A Self-Powered Synaptic Device Based on InGaO Nanowires for Humanoid Robot Learning

Abstract

Inspired by the human brain, self-powered synaptic devices hold substantial promise in the fields of storage, learning, and computation, hence qualifying as indispensable constituents for building neuromorphic computing systems. In this work, a self-powered synaptic device based on InGaO nanowires is proposed and demonstrated successfully. By excitation of deep ultraviolet (DUV) light, this synaptic device can simulate the double-spike promotion, spike timing plasticity, and memory learning ability of biological synapses. Among them, the incident light, electrodes, and photogenerated carriers correspond to the action potentials, pre/postsynaptic membranes, and neurotransmitters of biological synapses, respectively. With an ultrahigh paired-pulse facilitation index of 185%, the memristor synapse shows an excellent learning performance under self-powered conditions. Moreover, the application potential of the self-powered artificial synaptic device is demonstrated by the successful manipulation of a humanoid intelligent robot.

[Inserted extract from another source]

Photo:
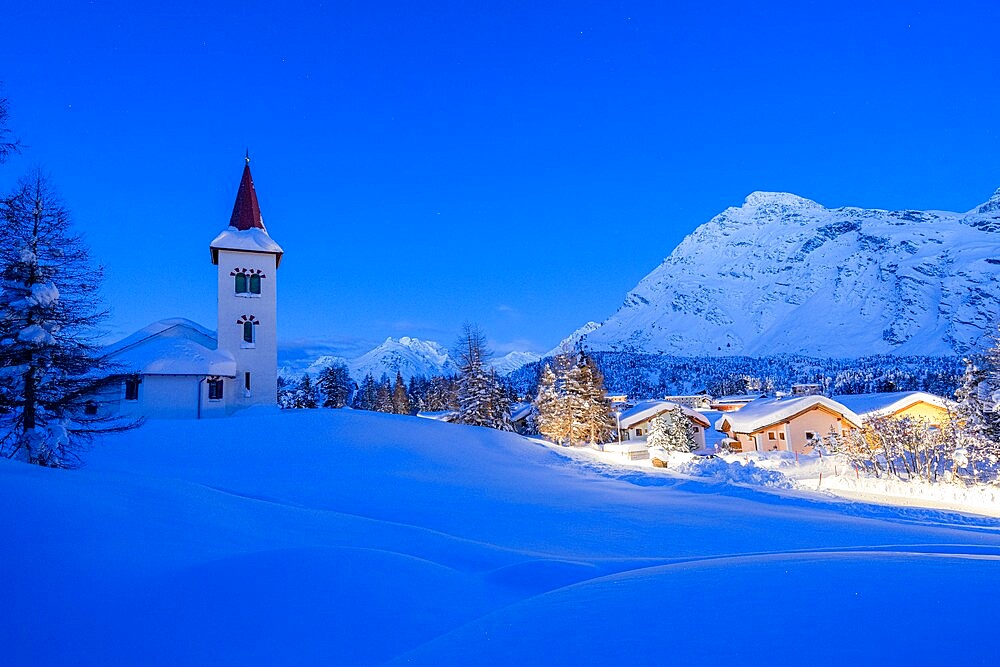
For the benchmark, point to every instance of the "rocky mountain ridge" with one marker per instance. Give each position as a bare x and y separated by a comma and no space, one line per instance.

The control commands coming from the self-powered memristor synapse can drive the humanoid robot to perform the corresponding actions, which shows a unique “learning–forgetting–relearning” ability. In an artificial neural network, the synaptic device displays the ability in effective image denoising and a high image recognition accuracy surpassing 93%, indicating its robust learning and cognitive potential. Therefore, this study not only demonstrates the great potential of nanowire-based synaptic devices in the field of intelligent robotics but also opens a fresh avenue for the development of neuromorphic computing technologies and artificial intelligence systems requiring ultralow energy consumption.